Der liebe, nette Finne kann aber auch ganz anders, nämlich dann, wenn er die Eisfläche betritt. Zuletzt bekam das ein 110-Kilogramm-Brocken des Königsborner JEC zu spüren, den der 25 Kilo leichtere EHC-Angreifer kurzerhand aus dem Weg räumte. Die Kraft für solche Aktionen holt sich der 175 cm kleine Miettinen im Fitnessstudio, in dem er vier Mal pro Woche anzutreffen ist. Explosivkraft, Maximalkraft, Koordination. Der Rest der wenigen Freizeit geht für den Deutschkurs an der VHS und das Kinder- und Jugendtraining beim EHC drauf. Es sei denn, Freundin Kirsi ist zu Gast, dann ist natürlich jede trainingsfreie Minute für sie reserviert. Ein Mal im Monat sehen sich die beiden für ein paar Tage.

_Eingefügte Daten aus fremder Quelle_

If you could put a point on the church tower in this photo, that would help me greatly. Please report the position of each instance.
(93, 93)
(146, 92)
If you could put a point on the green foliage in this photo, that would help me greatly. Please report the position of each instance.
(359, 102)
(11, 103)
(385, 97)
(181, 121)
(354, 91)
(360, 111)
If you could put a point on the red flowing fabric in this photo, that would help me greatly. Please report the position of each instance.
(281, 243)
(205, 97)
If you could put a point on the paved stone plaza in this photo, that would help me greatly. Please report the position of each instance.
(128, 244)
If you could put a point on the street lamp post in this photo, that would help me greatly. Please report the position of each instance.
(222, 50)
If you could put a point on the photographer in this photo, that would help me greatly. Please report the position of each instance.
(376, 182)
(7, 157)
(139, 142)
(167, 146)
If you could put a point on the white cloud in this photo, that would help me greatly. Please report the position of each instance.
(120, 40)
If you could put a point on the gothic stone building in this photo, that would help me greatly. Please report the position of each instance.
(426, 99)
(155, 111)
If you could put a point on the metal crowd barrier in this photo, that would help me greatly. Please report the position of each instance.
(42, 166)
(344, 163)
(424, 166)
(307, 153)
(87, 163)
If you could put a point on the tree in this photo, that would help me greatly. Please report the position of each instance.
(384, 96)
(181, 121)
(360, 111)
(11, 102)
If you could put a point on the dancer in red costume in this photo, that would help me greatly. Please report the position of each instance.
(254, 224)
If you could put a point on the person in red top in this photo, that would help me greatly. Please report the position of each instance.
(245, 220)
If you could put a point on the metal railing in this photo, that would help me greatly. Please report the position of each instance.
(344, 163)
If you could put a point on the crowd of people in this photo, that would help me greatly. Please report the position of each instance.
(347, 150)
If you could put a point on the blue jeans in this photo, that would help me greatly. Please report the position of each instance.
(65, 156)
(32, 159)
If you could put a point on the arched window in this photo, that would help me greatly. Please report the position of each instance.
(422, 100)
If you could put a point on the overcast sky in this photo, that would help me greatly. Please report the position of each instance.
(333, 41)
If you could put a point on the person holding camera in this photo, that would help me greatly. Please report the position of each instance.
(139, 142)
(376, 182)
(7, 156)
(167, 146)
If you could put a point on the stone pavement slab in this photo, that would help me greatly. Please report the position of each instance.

Mit Kirsi über den Weihnachtsmarkt

Vielleicht schlägt er ja tatsächlich Wurzeln in Dortmund. Vom Besuch des Signal Iduna Parks war Miettienen jedenfalls begeistert – „Currywurst ist auch super, und ich freue mich schon darauf, mit Kirsi über den Weihnachtsmarkt zu schlendern“, sagt er. Bis der größte Weihnachtsmarkt der Welt wieder in der Dortmunder Innenstadt steht, sollen sich auch die Katzen von Birgit Bock an ihn gewöhnt haben.